Moderate hypothermia improves imbalances of thromboxane A2 and prostaglandin I2 production after traumatic brain injury in humans

M Aibiki, S Maekawa, S Yokono
Critical Care Medicine 2000, 28 (12): 3902-6

OBJECTIVE: To examine the levels of thromboxane B2 (TXB2) and 6-keto prostaglandin F1alpha (6-keto PGF1alpha) production in arterial and internal jugular bulb sera in patients with traumatic brain injury (TBI). TBI is associated with arachidonate release and may be associated with an imbalance of vasoconstricting and vasodilating cyclooxygenase metabolites.

DESIGN: A prospective, randomized study.

SETTING: The intensive care unit of a medical university hospital.

INTERVENTIONS: Twenty-six ventilated TBI patents (Glasgow Coma Scale score on admission, < or = 8 points) were divided randomly into two groups: a hypothermic group (n = 15), in which the patients were cooled to 32 to 33 degrees C after being giving vecuronium, midazolam, and buprenorphine; and a normothermic group (n = 11), in which the patients' body temperature was controlled at 36 to 37 degrees C by surface cooling using the same treatment as the hypothermic group. Body temperature control including normothermia was started 3 to 4 hrs after injury. The duration of hypothermia usually lasted for 3 to 4 days, after which the patients were rewarmed at a rate of approximately 1 C per day.

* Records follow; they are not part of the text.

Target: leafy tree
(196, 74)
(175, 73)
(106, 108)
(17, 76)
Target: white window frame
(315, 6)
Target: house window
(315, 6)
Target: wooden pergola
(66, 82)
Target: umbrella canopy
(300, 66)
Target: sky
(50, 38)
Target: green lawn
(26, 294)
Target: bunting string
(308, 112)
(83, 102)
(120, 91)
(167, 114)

MEASUREMENTS AND MAIN RESULTS: Blood sampling for TXB2 and 6-keto PGF1alpha was started shortly after admission in both groups. Arterial TXB2 levels on admission in both groups were elevated remarkably, but not 6-keto PGF1alpha, thereby causing an imbalance of the prostanoids after injury. In the normothermic group, TXB2 decreased transiently, but this prostanoid increased again 3 days after the injury. In the hypothermic group, such prostanoid differences disappeared shortly after therapy, and the condition was sustained for 10 days. Hypothermia attenuated differences in TXB2 levels between arterial and internal jugular bulb sera, which may reflect reduced cerebral prostanoid production. The Glasgow Outcome Scale score 6 months after the insult in the hypothermic group was significantly higher than that in the normothermic group (p = .04).

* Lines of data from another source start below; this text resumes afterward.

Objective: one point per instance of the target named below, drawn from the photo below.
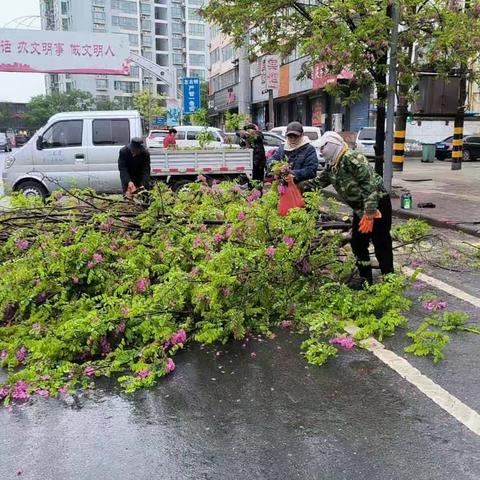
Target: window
(102, 84)
(162, 44)
(198, 73)
(178, 59)
(133, 39)
(67, 133)
(196, 29)
(146, 24)
(99, 16)
(125, 6)
(162, 89)
(177, 43)
(177, 12)
(162, 59)
(215, 56)
(161, 13)
(126, 87)
(111, 132)
(194, 15)
(146, 40)
(196, 60)
(178, 27)
(196, 44)
(227, 53)
(125, 23)
(161, 29)
(145, 8)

CONCLUSION: The current results from a limited number of patients suggest that moderate hypothermia may reduce prostanoid production after TBI, thereby attenuating an imbalance of thromboxane A2 and prostaglandin I2. However, it must be clarified whether the changes in the prostanoid after moderate hypothermia are a secondary effect of other mediator changes or whether they simply represent an epiphenomenon that is mechanistically unrelated to damage in TBI.